The Mason Honey Bee Initiative (HBI) was active this summer with a variety of hive-related research. These research projects are designed to explore indicators of bee health and provide valuable information to research groups working at the local, state and national levels.
First, at the national level, the HBI has been named a Tier Four, or key contributor to the Sentinel Hive Project conducted by the Bee Informed Partnership out of the University of Maryland. On Mason’s Fairfax campus, eight hives are being monitored for general hive health and diseases, and the results become part of the national database and used for comparison with hives in other regions.

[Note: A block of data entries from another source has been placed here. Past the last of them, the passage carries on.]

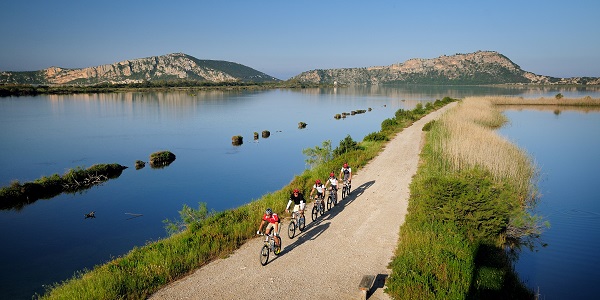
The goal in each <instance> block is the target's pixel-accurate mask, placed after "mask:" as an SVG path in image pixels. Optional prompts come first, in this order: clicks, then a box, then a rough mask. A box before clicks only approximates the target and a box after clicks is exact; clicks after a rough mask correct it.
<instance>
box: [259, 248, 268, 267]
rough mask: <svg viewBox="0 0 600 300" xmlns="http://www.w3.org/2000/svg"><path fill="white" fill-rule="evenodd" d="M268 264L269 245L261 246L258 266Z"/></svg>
mask: <svg viewBox="0 0 600 300" xmlns="http://www.w3.org/2000/svg"><path fill="white" fill-rule="evenodd" d="M267 262H269V245H263V247H262V248H261V249H260V264H261V265H263V266H264V265H266V264H267Z"/></svg>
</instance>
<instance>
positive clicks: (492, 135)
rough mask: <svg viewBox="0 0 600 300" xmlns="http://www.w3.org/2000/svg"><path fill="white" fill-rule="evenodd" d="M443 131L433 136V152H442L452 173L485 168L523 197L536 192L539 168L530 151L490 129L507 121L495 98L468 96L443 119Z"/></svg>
mask: <svg viewBox="0 0 600 300" xmlns="http://www.w3.org/2000/svg"><path fill="white" fill-rule="evenodd" d="M439 122H440V125H441V130H442V133H441V134H439V135H437V136H436V135H434V136H432V139H433V140H432V141H431V142H432V146H433V147H434V149H433V152H434V153H438V155H439V156H440V157H439V159H440V161H443V162H445V163H442V166H444V167H445V168H447V170H446V171H448V172H459V171H461V170H466V169H472V168H476V167H481V168H483V169H485V170H488V171H489V172H490V173H491V174H492V176H493V178H494V179H495V180H497V181H504V180H507V181H508V182H510V183H511V185H514V186H515V187H517V188H518V190H519V191H520V192H521V194H522V196H523V200H524V199H526V197H527V196H531V195H532V194H533V193H534V185H533V182H532V180H533V179H535V178H536V173H537V171H536V169H535V167H534V164H533V162H532V159H531V158H530V157H529V156H528V155H527V153H526V152H525V151H524V150H522V149H521V148H519V147H518V146H516V145H514V144H512V143H511V142H510V141H508V140H507V139H505V138H503V137H502V136H500V135H498V134H497V133H496V132H495V131H493V130H490V129H493V128H498V127H500V126H502V125H503V124H504V123H506V117H504V116H503V115H502V114H501V112H500V110H498V109H497V108H496V107H495V104H494V102H493V101H492V99H490V98H487V97H479V98H466V99H464V100H463V101H462V102H461V103H460V104H459V105H458V106H457V107H455V108H454V109H453V111H452V112H451V113H447V114H445V115H444V116H443V117H442V118H440V120H439Z"/></svg>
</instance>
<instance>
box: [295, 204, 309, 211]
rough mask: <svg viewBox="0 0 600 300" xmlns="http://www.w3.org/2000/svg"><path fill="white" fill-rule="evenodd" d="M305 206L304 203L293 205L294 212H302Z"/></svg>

Kathleen Curtis, associate director of the HBI said, “Not only is it a great opportunity to be included in this critical research, but preliminary results show that our hives are healthy and our bees are doing exceedingly well.”
More information on this nationwide project can be found at https://beeinformed.org/programs/disease-load-monitoring-2/
Next, at the local level, HBI director German Perilla has designed and crafted bee-friendly traps to collect pollen from the bees’ pollen baskets (corbicula) located on the bees’ legs. The team is drawing pollen samples to monitor the variety of pollens gathered and analyze the pesticide content within the pollen. The sampling is being conducted in four locations: two within Fairfax County, and one each in Warren County at the Smithsonian-Mason School of Conservation, and in Loudoun County at the Farm at Sunnyside.

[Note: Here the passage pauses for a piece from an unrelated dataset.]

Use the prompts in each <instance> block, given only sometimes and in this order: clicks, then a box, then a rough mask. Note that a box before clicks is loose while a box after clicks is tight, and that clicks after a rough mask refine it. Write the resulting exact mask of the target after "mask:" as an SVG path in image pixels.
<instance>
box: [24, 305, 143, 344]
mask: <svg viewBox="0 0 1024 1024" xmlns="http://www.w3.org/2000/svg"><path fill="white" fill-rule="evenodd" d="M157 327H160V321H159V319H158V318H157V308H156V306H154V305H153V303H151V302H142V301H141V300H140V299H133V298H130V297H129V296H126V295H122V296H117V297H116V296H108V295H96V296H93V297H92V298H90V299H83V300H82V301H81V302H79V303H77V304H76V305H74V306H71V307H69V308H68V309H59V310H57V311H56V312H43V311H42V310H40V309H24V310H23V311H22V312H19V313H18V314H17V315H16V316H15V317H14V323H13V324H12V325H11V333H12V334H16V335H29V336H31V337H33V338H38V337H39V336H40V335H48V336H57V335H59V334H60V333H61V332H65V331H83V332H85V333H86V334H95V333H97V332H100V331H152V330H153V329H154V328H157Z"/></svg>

Pesticide analysis is being conducted under the direction of Dr. Thomas Huff, assistant director of the Shared Instrumentation Facility at Mason’s Science and Technology Campus in Prince William County. In addition to identifying the types of pesticides bees encounter at each location, the team also hopes to determine if the level of pesticide present in the pollen relates to the general health of a particular hive.
Finally, at the state level, the HBI is participating in research with Virginia Tech by sending samples of hive products including wax, bee bread and the bees themselves for analysis. Samples are taken from the same four sites located across Fairfax, Loudoun and Warren counties. The purpose of this research is to study bee health as indicated by hive products, and contribute to state-wide data collection with the goal of creating a solid base to understand the different threats and impacts that bees face in Virginia.